I saw the dawn of 2010 with a few work colleagues and a glass of non-alcoholic grape juice in my hand. They were very joyous arounbd midnight and became very excited. I just wanted to go off on my own but felt obliged to stay and see Big Ben strike midnight. The world did not come to an end and I did not turn to a pile of dust. I just felt very, very sad. Nothing new there then. But the thought that I would see the next decade without my dearly beloved Ray is just too unbearable. I feel such a fool because I am sitting here crying and just wishing so hard that I had a time machine to take me back to happier times. I know I should look forward and not back and will strive to do that over the next few weeks. I am not going to read back what I have written so I hope it makes some kind of sense.

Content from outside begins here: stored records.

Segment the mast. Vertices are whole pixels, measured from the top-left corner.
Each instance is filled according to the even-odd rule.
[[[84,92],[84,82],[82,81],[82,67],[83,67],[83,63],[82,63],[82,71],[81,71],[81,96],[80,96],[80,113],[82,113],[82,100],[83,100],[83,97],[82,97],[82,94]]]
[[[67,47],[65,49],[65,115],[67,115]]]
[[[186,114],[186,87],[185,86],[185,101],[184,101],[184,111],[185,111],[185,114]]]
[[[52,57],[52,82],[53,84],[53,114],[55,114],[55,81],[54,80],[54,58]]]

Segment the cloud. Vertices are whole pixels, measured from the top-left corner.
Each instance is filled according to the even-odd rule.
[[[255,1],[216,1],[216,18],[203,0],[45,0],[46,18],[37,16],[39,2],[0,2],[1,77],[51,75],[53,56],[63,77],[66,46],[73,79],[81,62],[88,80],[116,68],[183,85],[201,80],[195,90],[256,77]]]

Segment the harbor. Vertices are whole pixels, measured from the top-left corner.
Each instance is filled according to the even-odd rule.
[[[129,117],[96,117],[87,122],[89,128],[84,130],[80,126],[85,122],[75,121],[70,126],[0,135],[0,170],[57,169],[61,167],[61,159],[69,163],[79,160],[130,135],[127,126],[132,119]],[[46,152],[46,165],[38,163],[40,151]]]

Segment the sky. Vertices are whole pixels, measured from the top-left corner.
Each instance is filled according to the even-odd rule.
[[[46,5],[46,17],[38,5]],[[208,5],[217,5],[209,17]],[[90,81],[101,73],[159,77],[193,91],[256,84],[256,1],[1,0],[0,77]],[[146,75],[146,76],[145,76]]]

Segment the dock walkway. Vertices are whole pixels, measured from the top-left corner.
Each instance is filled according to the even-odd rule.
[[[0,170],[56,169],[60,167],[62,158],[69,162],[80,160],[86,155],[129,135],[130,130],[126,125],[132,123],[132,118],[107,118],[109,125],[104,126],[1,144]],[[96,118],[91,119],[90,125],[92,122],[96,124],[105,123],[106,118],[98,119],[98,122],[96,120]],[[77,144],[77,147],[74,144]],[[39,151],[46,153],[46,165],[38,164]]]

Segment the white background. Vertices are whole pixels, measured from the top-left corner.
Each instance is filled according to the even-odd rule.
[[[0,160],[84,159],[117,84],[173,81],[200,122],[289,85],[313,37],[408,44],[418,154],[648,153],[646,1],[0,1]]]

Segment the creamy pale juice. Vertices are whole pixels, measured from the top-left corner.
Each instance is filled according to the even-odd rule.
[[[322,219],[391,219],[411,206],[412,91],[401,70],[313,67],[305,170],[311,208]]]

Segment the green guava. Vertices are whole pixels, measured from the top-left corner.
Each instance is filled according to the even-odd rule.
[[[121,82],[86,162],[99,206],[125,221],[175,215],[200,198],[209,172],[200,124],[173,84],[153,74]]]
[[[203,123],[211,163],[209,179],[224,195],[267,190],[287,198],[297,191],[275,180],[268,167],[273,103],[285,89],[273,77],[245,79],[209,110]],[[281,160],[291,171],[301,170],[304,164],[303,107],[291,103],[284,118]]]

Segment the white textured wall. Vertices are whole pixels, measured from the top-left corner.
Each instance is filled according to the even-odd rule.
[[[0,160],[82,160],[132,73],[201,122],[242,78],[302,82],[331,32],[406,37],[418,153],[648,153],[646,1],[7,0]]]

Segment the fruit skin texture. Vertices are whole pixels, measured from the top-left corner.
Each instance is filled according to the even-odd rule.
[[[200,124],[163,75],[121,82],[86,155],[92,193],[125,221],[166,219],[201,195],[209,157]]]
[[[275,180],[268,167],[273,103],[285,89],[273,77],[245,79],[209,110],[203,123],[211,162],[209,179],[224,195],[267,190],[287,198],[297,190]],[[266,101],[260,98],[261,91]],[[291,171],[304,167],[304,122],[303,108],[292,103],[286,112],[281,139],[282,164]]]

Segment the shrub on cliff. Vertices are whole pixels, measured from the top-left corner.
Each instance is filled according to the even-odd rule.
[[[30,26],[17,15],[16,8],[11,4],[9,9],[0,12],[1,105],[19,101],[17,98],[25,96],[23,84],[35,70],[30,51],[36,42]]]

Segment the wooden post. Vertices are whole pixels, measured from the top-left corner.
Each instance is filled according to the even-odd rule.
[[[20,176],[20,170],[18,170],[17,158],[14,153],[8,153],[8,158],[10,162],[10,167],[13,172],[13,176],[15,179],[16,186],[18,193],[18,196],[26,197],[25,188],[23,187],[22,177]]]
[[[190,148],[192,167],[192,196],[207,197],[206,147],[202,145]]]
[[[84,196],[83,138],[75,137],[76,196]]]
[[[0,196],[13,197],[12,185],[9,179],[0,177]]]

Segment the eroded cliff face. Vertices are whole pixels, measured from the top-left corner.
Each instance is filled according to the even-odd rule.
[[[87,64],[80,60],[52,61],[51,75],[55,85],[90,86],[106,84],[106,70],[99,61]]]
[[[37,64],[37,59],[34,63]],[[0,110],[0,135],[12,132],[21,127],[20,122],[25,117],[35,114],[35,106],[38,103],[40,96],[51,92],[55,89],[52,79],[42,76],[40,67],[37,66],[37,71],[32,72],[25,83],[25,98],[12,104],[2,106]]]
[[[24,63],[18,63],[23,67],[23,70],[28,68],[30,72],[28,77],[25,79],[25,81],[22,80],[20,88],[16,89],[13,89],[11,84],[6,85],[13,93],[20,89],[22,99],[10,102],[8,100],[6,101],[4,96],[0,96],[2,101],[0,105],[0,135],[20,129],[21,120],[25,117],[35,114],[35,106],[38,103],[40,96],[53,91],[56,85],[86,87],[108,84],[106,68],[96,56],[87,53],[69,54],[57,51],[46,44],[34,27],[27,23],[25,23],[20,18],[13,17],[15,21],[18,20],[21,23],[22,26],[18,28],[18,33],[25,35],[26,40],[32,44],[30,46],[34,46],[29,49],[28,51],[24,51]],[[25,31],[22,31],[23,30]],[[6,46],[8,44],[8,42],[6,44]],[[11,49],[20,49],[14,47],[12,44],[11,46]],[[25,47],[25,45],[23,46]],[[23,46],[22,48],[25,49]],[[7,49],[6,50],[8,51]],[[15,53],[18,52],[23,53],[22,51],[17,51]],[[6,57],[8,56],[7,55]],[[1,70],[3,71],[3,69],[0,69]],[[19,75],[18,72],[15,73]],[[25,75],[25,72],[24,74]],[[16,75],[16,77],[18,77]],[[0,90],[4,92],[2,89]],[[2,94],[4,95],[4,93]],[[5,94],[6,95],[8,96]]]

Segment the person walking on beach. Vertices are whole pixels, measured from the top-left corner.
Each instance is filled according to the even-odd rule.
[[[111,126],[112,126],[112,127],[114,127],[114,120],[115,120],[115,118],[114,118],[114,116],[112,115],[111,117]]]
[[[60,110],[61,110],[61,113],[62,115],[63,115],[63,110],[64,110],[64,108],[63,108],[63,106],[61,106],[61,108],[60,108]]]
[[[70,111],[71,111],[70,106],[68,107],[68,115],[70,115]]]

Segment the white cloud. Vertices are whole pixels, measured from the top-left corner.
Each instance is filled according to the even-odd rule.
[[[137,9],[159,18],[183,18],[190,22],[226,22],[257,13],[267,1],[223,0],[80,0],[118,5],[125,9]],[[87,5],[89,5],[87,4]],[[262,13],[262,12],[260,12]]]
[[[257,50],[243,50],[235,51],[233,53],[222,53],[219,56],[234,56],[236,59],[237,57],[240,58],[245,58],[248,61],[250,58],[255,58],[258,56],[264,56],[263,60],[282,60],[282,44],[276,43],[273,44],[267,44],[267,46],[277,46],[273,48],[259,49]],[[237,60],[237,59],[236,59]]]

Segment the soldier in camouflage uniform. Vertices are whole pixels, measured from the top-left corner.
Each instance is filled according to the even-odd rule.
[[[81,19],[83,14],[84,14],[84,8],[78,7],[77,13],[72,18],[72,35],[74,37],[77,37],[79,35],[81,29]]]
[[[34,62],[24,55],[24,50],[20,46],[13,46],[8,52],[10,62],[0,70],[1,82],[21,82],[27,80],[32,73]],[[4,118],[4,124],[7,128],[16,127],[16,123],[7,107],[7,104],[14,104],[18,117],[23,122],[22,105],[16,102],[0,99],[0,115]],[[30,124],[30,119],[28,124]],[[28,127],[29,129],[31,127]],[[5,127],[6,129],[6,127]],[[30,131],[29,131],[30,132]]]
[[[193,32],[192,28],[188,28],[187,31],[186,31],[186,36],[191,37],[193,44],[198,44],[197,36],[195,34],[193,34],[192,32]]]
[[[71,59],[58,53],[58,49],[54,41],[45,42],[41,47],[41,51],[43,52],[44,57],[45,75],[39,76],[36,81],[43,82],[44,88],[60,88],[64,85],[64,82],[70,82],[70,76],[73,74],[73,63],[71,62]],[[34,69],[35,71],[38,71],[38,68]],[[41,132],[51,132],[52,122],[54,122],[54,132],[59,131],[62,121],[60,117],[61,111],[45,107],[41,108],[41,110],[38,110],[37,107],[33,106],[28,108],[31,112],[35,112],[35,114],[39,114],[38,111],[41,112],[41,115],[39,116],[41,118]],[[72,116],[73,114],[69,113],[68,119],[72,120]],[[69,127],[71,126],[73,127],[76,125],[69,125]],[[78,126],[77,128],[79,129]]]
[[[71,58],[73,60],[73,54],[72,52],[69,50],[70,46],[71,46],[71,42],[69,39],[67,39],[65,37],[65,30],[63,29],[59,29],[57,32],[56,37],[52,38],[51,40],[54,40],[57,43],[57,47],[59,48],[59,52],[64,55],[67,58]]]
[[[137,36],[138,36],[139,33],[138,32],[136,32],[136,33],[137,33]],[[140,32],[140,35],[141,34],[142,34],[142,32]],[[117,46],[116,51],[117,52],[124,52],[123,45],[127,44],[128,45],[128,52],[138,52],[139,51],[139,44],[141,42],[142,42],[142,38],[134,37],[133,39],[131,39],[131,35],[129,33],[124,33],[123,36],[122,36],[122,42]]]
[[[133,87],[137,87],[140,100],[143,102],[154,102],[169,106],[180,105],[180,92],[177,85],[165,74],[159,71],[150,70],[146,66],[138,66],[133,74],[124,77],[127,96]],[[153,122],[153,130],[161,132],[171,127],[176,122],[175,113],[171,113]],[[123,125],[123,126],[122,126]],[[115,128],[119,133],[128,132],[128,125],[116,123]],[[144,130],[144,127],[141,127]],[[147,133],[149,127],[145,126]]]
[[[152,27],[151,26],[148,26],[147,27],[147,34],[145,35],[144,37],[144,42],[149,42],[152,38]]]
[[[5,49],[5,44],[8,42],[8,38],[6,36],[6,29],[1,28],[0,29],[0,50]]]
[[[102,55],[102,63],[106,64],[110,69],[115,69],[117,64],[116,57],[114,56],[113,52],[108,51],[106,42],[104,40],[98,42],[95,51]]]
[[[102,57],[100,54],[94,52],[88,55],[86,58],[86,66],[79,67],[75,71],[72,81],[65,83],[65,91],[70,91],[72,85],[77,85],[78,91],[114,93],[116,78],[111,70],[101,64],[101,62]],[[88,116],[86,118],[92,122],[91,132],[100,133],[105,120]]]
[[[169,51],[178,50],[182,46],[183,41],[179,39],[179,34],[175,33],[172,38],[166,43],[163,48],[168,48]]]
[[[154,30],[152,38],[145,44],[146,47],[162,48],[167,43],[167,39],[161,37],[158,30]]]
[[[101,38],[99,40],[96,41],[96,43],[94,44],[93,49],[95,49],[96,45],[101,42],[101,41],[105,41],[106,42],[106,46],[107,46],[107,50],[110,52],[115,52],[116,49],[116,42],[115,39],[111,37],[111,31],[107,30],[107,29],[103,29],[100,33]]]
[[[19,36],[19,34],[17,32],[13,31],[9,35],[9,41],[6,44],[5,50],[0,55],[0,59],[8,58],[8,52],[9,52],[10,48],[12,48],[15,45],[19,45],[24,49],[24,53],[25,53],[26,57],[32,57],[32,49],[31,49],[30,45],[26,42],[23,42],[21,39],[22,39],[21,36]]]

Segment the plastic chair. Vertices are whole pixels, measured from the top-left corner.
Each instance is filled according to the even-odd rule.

Lynne, you know where I am if you want a shoulder x x
I am not going to name everyone but just know that I was thinking of you all last night.
Love and angel hugs to you all x x x Patricia x x x
Morning Patricia and all you lovely people on here
We ve done it and here is 2010!!! I had a good night with friends, stayed to see the new year in and raised a glass to all our loved ones. Had a bit of a wobble at midnight as our local is full of Paul`s friends who wanted to comfort me/ remember Paul at midnight. I had lots of hugs to see me through it and pleased I was there.
Lets think of some things we would like for ourselves this year, not easy I know as the obvious one is no longer there but for them lets wish maybe a bit of happiness and enjoyment for us all one way or another. We deserve it and can try can`t we??